Not all whistleblowing channels qualify under the Act. Here is how to tell the difference.

Why this decision is harder than it looks

The Protected Disclosures Act 2022 requires a qualifying internal reporting channel. What it does not do is specify exactly what that channel must look like in practice. The legal language - confidential, accessible, with acknowledgement and follow-up timelines - describes the outcomes the channel must deliver. It does not prescribe the technology or the mechanism.

This leaves HR Directors with a genuine decision to make. And that decision is complicated by the fact that several options that appear to qualify do not hold up under scrutiny - not legally, and not in terms of whether employees will actually trust and use them.

The options most organisations consider - and how they hold up

An HR email address or inbox

This is the most common first instinct, and it does not qualify. An email sent from a work account to an HR inbox is identifiable by sender. Even if HR commits to confidentiality, the employee knows - or suspects - that the email could be traced. The Act requires confidentiality to be structural, not promised. It also requires automated acknowledgement timelines and an audit trail that an email inbox cannot reliably provide.

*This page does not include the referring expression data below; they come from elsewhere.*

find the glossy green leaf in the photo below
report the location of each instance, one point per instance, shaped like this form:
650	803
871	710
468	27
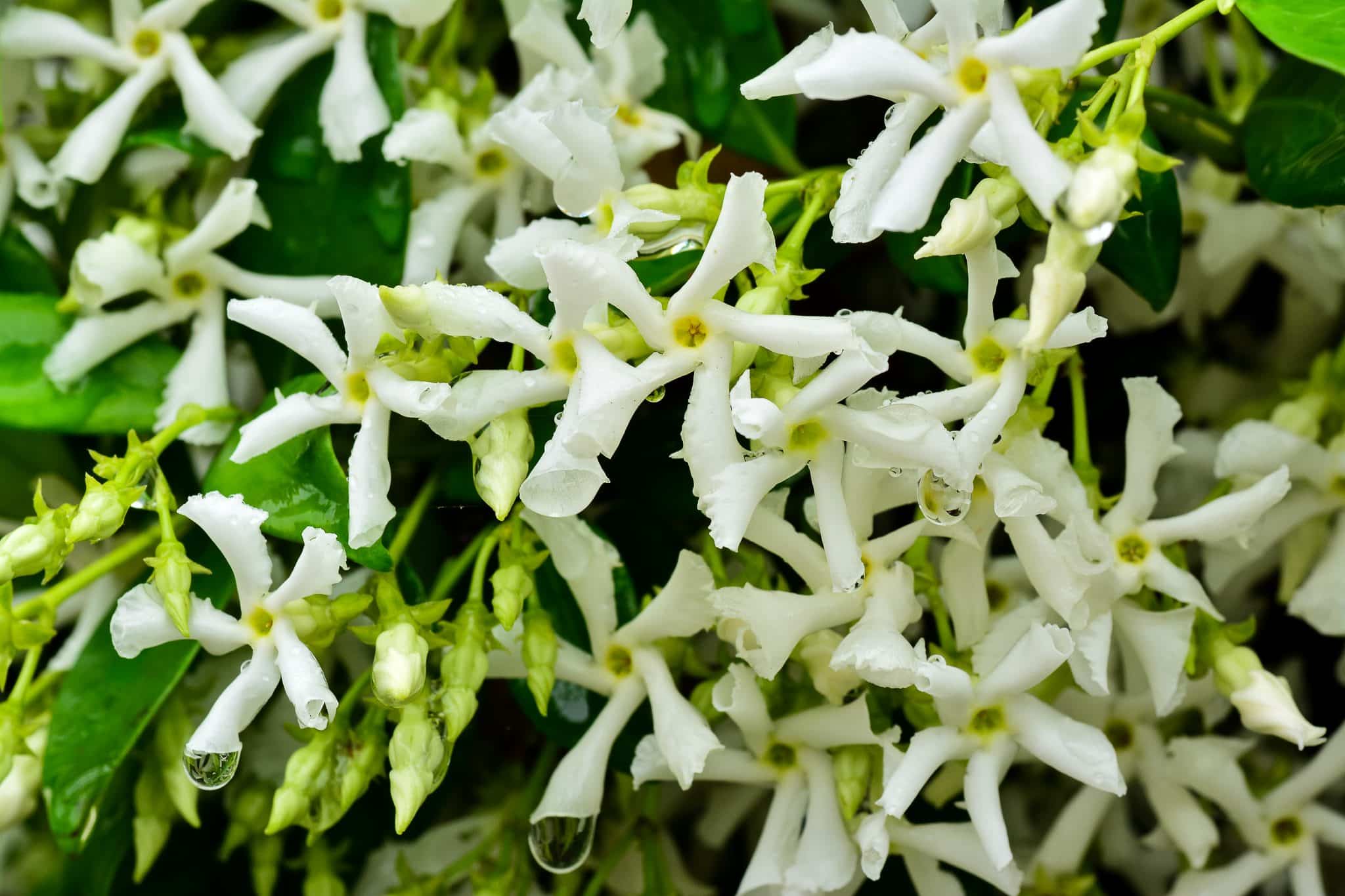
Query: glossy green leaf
713	47
328	217
120	394
22	268
299	484
1312	30
944	273
105	704
1293	137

A third-party phone hotline

Phone-based whistleblowing hotlines do technically qualify under the Act. They provide confidentiality and are operated by an independent third party. The problem is usage. Phone hotlines carry connotations - they feel serious, formal, and consequential in a way that makes employees hesitate to use them for anything below a severe threshold. The data on hotline usage consistently shows low volume, which means the channel is capturing a small fraction of the concerns it is supposed to surface. A compliant channel that nobody uses is compliance on paper only.

An annual survey with an anonymous option

This does not qualify. The Act requires a continuous channel, not a periodic one. An annual survey also does not provide the confidentiality, acknowledgement, or follow-up mechanisms the Act specifies. It was not designed for this purpose and cannot be retrofitted to serve it.

A suggestion box or general feedback form

Suggestion boxes - physical or digital - do not qualify. They typically have no confidentiality mechanism, no designated responsible person, no acknowledgement timeline, and no audit trail. They are also not trusted by employees for anything sensitive, which means they capture only the most innocuous feedback.

The five criteria that actually matter

When evaluating any internal reporting channel against the requirements of the Act - and against the practical question of whether employees will use it - five criteria determine whether it will do the job:

• Structural anonymity, not promised anonymity. Employees should be able to verify for themselves that their submission cannot be traced. This means no login, no cookies tied to identity, no IP logging, and no routing through the organisation's own systems. A policy statement promising confidentiality is not the same thing.
• Independence from the employer's IT infrastructure. If the channel is hosted on the organisation's own servers, administered by its IT team, or accessed through corporate credentials, employees will - rationally - assume the employer can see what is submitted. Independence needs to be structural and verifiable.
• Automated acknowledgement and follow-up tracking. The Act requires written acknowledgement within seven days and follow-up within three months. These need to be logged and auditable, not managed manually through an email inbox that might miss something.
• A designated responsible person with a clear process. Disclosures need to go to a specific, named individual or function. The channel needs to route submissions appropriately and track what has been done with them.
• Accessibility without friction. The channel must be accessible to all employees without requiring account creation, app download, or technical knowledge. The lower the barrier, the higher the usage - and usage is what makes the channel valuable rather than merely compliant.

What to look for in a digital channel

Digital channels - web-based portals, QR code systems, intranet widgets - are increasingly the preferred approach for organisations looking to meet the Act's requirements while providing something employees will actually use. The key questions when evaluating any digital option:

• Is it hosted independently of the organisation's own infrastructure?
• Does it require any form of login or authentication that could link a submission to an individual?
• Does it log IP addresses or set persistent cookies?
• Does it automatically generate acknowledgement records?
• Does it provide a dashboard or audit trail that HR can access without being able to identify the submitter?
• Is it accessible via mobile without app download?
• Can it be accessed through a QR code as well as a URL, to reach employees who are not at a desk?

A channel that answers yes to all of these questions - and that has been designed from the start with both legal compliance and employee trust in mind - is the practical definition of what the Act intends when it requires a formal internal reporting channel.

The compliance floor versus the useful channel

The Act sets a floor. Meeting that floor is necessary. But the organisations that get the most value from their internal reporting channel are the ones that go beyond it - that treat the channel not as a compliance obligation but as a genuine intelligence tool. A channel that employees trust enough to use regularly surfaces concerns before they become crises, manager problems before they cause attrition, and strategic blind spots before they become expensive decisions.

The choice of channel is, ultimately, a decision about what kind of information your organisation is willing to hear - and how early you want to hear it.